Quando il pianto sembrò scemare, Leni la scostò un po' da se, per vederla meglio in viso. Le asciugò le gote bagnate con le mani regalandole un sorriso dolce e materno. «Senti, che ne dici se dopo il turno andiamo da qualche parte, io e te?»

Marlene fissò la collega, corrugando la fronte. «E dove?» chiese con ancora la voce rotta dal pianto.

«Andiamo a berci qualcosa, con calma. Hanno aperto un locale non molto lontano da qui. Che ne dici?»

«Sì, mi piacerebbe.» Avrebbe fatto di tutto pur di smettere di pensare ad Amos.

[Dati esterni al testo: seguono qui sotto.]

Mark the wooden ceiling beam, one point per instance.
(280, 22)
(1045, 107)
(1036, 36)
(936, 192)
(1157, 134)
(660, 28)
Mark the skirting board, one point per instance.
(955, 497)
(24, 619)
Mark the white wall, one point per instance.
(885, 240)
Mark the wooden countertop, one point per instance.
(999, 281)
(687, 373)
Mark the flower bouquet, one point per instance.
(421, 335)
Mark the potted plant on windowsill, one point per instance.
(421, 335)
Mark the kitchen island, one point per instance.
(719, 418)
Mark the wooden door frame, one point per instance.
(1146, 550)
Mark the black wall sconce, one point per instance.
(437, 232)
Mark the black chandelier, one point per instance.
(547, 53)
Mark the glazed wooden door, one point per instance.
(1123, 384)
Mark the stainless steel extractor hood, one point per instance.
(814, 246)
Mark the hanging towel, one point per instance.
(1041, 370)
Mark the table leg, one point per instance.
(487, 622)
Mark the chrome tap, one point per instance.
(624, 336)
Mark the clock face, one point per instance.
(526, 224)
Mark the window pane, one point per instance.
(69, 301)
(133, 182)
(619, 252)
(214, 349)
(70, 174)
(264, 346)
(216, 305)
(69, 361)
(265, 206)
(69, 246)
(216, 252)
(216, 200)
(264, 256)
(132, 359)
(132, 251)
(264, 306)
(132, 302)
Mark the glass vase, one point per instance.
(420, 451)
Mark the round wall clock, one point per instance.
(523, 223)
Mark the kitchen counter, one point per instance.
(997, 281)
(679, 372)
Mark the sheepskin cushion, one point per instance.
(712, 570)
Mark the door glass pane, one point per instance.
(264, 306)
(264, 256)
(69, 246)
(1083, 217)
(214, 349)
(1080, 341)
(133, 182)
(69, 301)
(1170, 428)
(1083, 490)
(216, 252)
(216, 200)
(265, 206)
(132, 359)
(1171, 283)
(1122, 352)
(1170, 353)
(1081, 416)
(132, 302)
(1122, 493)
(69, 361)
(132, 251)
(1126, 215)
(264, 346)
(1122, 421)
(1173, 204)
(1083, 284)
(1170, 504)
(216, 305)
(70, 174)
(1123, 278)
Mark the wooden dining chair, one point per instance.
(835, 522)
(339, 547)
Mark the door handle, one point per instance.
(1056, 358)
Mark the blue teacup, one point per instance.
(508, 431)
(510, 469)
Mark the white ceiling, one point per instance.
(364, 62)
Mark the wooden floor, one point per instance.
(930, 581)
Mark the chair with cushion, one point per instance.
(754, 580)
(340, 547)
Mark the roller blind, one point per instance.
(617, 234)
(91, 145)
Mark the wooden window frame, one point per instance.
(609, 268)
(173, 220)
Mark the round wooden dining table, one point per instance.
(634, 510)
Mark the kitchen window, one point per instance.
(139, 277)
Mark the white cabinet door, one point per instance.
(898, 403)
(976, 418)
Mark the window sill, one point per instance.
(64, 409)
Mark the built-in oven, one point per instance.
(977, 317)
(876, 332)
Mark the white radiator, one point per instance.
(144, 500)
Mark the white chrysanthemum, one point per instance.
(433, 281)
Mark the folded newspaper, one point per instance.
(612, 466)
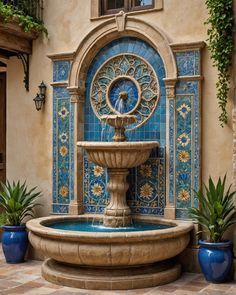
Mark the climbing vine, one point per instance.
(28, 23)
(221, 45)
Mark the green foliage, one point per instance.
(28, 23)
(18, 202)
(216, 211)
(221, 45)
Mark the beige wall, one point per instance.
(29, 133)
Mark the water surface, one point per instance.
(89, 226)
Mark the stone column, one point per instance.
(77, 99)
(117, 213)
(169, 212)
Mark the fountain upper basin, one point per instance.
(118, 155)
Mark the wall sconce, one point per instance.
(39, 100)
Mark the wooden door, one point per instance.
(2, 126)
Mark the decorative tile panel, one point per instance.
(186, 146)
(188, 63)
(63, 150)
(61, 70)
(146, 194)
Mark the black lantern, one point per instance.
(39, 100)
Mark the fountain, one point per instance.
(121, 253)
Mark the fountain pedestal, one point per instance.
(117, 213)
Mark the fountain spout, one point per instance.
(119, 122)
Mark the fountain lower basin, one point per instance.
(109, 260)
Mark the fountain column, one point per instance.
(117, 213)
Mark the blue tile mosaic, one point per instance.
(63, 150)
(146, 194)
(153, 129)
(61, 70)
(187, 155)
(188, 63)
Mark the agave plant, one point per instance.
(18, 202)
(216, 213)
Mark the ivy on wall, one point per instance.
(221, 45)
(28, 23)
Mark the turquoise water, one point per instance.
(89, 226)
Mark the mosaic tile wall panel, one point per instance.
(188, 63)
(147, 195)
(186, 146)
(63, 143)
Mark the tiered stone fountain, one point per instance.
(103, 258)
(118, 157)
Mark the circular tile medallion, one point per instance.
(125, 84)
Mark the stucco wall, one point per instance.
(29, 133)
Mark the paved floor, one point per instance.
(25, 279)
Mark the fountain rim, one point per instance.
(124, 145)
(38, 226)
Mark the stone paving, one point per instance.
(25, 278)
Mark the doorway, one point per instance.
(3, 126)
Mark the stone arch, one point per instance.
(110, 30)
(115, 28)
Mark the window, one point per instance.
(114, 6)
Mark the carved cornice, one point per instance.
(198, 45)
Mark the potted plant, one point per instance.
(18, 203)
(215, 215)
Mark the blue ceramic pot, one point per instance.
(215, 260)
(14, 243)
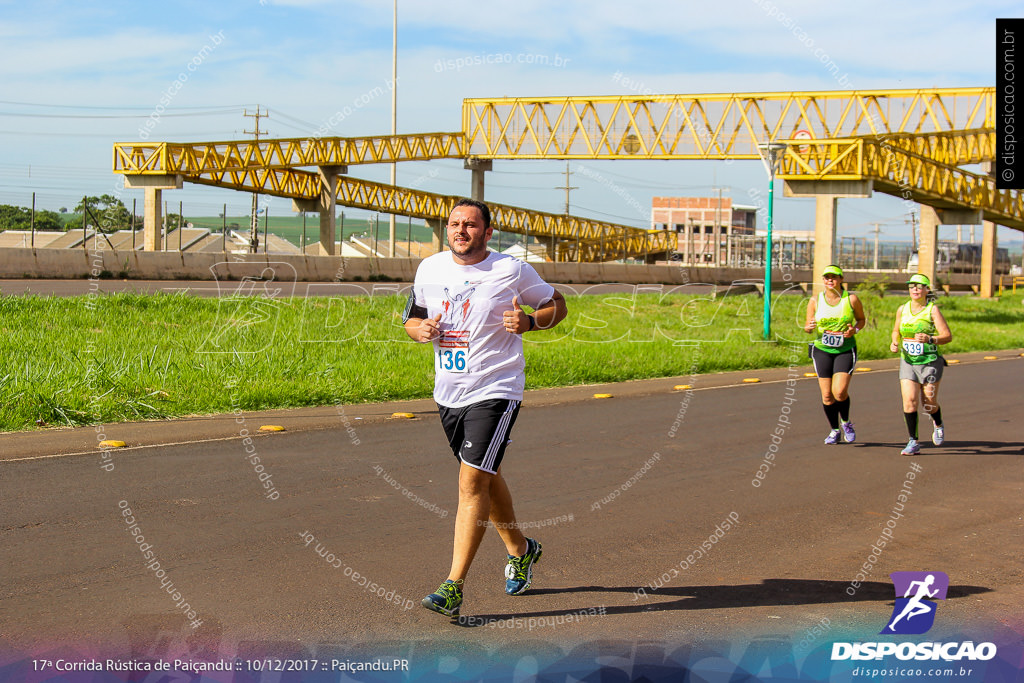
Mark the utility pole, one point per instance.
(394, 117)
(877, 230)
(254, 219)
(567, 187)
(718, 231)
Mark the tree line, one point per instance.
(104, 213)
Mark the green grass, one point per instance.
(129, 356)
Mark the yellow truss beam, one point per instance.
(198, 158)
(592, 237)
(724, 126)
(904, 173)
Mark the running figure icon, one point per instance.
(915, 605)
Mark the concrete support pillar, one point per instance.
(153, 220)
(989, 243)
(824, 238)
(436, 226)
(478, 167)
(550, 247)
(329, 198)
(988, 246)
(931, 218)
(929, 240)
(153, 213)
(306, 206)
(826, 194)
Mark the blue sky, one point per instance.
(79, 76)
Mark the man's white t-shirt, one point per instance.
(476, 358)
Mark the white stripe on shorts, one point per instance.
(500, 437)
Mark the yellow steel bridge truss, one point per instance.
(909, 143)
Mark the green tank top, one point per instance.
(832, 322)
(916, 353)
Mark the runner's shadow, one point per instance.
(978, 449)
(768, 593)
(951, 447)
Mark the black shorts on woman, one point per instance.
(826, 365)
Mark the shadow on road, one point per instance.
(950, 447)
(768, 593)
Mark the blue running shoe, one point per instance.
(911, 449)
(446, 600)
(848, 434)
(519, 570)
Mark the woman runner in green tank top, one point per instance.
(919, 330)
(835, 315)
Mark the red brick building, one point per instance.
(702, 223)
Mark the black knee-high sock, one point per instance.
(844, 409)
(832, 412)
(911, 423)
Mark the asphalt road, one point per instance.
(622, 492)
(212, 288)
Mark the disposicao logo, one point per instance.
(913, 613)
(915, 593)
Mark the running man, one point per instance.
(836, 315)
(918, 332)
(914, 606)
(467, 302)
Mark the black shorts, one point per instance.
(479, 433)
(826, 365)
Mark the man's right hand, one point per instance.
(429, 329)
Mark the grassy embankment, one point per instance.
(115, 357)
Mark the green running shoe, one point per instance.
(446, 600)
(519, 570)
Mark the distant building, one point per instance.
(705, 225)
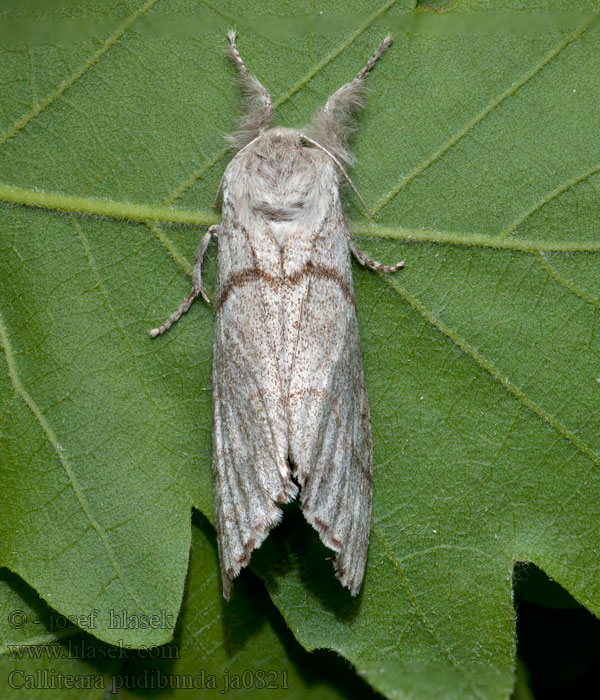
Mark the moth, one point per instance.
(291, 413)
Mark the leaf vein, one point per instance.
(496, 102)
(52, 439)
(63, 86)
(488, 366)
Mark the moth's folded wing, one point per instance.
(330, 432)
(251, 471)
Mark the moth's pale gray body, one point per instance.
(291, 412)
(289, 392)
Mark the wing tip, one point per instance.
(352, 577)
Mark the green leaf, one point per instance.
(240, 649)
(479, 155)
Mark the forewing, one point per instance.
(250, 466)
(330, 433)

Avrebbe occupato tutto il tempo che aveva libero con qualsiasi cosa purché il cervello smettesse di rimuginare su quello che era successo e il cuore cessasse di farle male.

Leni si alzò da terra e le porse la mano. Marlene la fissò un attimo prima di stringerla con un timido sorriso; forse la collega poteva diventar una nuova amica, in quel caso le avrebbe raccontato tutto di se stessa, senza omettere niente.

Basta segreti, odiava i segreti. Non portavano mai a nulla di buono.

Richiuse la macchina fissando la sua immagine riflessa nel vetro.

Quella non era lei. Quello era solo un rimasuglio di ciò che era.